日中経済協会調査部長
高見澤学
中国共産党第18回全国代表大会以来、中国は一連の措置と方案を打ち出し、グローバル化の進展と新たな経済秩序の構築のために努力し、グローバルガバナンスの改善を大きく促してきた。
◆ 「一帯一路」構想
最近の中国のグローバル化構想の柱は、何といっても「一帯一路」構想である。第13次五カ年計画(以下「13・5計画」)では、「一帯一路」建設を京津冀(北京、天津、河北)協同発展や長江経済ベルト発展と共に、地域協調発展のリード役「三大地域発展戦略」として位置付けている。「一帯一路」構想は、2013年に中国政府が公表したもので、ユーラシア大陸を中心とする65カ国以上との間でインフラ開発を中心とする連携強化や貿易・投資の促進を図るための一大構想である。13・5計画では、全方位開放の新たな枠組みを構築するものとし、「一帯一路」建設を進める一方、グローバル経済ガバナンスへの積極的参与や国際的責任と義務の積極的な受入を行うなど、国際ルールに則ったグローバル化への道を歩もうとする意志が感じられる。
今年(2017年)5月、中国政府は「一帯一路」沿線国をはじめとする関係各国の指導者を北京に招き、「一帯一路国際協力フォーラム」を開催して、「一帯一路」構想の数値目標を含めた具体的なアクションプランを示しつつ、同構想への参加を促す盛大なアピールを行った。その結果として、予想以上に広範な諸国から評価が得られ、多くの発展途上国からも期待が寄せられた。
◆ 高まる国際舞台でのプレゼンス
近年、中国は更なるグローバル化を見据えた大きな国際会議を主催している。2014年11月には北京でアジア太平洋経済協力会議(APEC)首脳会議を、昨年9月には浙江省杭州市でG20サミット会合を、そして今年9月には福建省厦門市で第9回BRICS首脳会議をそれぞれ開催するなど、国際舞台でのプレゼンスを高める動きを見せている。

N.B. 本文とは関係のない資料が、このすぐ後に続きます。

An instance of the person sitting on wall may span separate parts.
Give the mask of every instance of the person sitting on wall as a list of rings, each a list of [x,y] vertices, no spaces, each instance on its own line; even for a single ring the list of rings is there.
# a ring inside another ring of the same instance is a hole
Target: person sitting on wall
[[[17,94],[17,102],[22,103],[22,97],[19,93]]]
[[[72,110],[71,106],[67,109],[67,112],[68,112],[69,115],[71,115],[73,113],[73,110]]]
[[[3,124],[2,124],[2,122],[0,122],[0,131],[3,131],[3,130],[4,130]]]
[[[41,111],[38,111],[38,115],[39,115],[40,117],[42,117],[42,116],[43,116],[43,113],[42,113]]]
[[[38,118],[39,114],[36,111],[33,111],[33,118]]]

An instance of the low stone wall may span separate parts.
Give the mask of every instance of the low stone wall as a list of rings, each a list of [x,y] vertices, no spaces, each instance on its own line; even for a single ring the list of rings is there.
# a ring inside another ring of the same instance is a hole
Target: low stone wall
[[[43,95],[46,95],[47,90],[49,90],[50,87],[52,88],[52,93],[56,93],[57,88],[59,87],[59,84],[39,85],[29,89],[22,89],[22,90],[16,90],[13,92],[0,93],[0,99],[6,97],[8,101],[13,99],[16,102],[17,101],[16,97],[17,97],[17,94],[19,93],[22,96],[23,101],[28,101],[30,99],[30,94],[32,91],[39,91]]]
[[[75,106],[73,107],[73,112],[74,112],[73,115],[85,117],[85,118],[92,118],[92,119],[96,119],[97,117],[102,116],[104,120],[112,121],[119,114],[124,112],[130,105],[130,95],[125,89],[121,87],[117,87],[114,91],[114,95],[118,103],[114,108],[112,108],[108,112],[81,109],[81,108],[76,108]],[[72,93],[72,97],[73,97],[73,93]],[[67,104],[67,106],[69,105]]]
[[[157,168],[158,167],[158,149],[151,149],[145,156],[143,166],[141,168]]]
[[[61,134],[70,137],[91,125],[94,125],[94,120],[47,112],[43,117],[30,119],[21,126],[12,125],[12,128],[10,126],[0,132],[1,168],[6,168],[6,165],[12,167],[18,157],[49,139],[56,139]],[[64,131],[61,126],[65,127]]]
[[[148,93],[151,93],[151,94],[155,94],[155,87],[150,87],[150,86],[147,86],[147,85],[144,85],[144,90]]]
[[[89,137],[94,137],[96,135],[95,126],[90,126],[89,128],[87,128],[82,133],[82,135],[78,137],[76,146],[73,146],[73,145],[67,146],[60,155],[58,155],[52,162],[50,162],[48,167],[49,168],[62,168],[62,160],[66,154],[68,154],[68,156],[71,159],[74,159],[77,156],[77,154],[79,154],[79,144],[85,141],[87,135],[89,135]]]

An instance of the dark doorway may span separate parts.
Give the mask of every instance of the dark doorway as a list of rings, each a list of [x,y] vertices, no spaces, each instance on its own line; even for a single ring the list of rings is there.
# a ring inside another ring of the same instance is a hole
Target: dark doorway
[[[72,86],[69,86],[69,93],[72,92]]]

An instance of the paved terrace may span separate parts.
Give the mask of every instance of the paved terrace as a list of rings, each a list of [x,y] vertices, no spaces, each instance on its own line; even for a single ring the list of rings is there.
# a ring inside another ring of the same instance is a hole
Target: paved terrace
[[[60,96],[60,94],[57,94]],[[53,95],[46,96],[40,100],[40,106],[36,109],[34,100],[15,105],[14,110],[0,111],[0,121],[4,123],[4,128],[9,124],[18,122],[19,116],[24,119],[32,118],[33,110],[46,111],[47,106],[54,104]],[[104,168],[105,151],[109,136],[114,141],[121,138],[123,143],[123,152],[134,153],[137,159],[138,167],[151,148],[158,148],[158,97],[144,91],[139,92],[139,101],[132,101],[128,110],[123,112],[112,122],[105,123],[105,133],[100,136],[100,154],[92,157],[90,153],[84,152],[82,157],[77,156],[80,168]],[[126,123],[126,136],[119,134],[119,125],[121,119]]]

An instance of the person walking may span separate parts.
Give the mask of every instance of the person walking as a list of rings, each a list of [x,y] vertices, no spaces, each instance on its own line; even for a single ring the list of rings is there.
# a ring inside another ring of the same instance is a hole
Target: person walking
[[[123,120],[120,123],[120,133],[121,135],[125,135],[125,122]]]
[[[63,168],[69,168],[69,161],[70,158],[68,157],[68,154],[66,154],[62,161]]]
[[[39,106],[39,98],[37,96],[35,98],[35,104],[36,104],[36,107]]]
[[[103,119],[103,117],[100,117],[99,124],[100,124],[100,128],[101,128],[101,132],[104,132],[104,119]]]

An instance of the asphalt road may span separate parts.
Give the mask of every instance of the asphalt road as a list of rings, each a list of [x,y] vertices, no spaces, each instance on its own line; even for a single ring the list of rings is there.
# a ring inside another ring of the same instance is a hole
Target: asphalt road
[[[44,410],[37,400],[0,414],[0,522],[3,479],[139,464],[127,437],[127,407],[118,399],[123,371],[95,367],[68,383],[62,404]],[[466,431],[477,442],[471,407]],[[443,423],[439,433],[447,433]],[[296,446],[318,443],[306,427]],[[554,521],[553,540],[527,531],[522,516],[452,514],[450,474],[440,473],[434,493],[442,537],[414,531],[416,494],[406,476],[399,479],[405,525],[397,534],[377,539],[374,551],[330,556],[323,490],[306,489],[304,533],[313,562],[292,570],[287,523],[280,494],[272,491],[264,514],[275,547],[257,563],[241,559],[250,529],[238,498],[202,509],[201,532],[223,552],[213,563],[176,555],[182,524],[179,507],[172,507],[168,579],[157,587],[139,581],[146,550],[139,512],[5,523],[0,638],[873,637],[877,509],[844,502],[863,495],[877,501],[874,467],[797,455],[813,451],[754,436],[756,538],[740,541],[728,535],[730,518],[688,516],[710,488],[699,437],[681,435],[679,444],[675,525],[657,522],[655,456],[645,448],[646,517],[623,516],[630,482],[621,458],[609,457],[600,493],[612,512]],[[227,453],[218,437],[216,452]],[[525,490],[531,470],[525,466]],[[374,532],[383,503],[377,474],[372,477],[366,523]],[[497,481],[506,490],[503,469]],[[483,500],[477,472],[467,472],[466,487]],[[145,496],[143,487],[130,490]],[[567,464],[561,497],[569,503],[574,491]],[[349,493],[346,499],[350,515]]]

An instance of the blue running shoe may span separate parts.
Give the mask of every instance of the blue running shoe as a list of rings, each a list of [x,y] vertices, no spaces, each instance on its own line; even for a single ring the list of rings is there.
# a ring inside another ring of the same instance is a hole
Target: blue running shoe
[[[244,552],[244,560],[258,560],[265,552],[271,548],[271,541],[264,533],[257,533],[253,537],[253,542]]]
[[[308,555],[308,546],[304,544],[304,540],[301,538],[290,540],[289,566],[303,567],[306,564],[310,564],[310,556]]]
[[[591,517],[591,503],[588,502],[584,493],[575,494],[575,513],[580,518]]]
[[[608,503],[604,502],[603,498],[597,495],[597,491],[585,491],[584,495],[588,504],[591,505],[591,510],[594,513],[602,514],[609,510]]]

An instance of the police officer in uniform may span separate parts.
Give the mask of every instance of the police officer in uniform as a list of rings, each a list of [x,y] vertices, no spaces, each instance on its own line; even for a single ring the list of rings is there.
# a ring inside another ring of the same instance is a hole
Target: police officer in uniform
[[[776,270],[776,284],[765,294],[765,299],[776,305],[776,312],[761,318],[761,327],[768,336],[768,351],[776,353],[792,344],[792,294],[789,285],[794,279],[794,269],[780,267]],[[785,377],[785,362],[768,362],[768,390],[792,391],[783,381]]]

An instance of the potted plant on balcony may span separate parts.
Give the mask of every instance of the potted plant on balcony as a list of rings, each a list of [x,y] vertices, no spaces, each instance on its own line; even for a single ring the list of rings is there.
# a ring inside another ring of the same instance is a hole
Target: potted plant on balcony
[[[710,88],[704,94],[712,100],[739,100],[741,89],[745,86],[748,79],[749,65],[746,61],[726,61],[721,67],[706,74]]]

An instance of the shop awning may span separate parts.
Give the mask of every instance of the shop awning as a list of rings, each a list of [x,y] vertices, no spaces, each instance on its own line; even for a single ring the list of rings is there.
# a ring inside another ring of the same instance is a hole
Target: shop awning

これまでグローバル化を主体的に進めてきた欧米諸国が、一部でその流れに逆行し、保護貿易主義の台頭が見られる中、経済力を強めてきた中国が、新興国或いは発展途上国の立場から、新たな経済秩序を構築していこうとする強い意志が感じられる。こうした世界的な大きな変化の中で、新規市場の開拓や国際的な産業協力の拡大を進めるには、日中協働で新たな流れを創り出すことを検討してもよいのではないだろうか。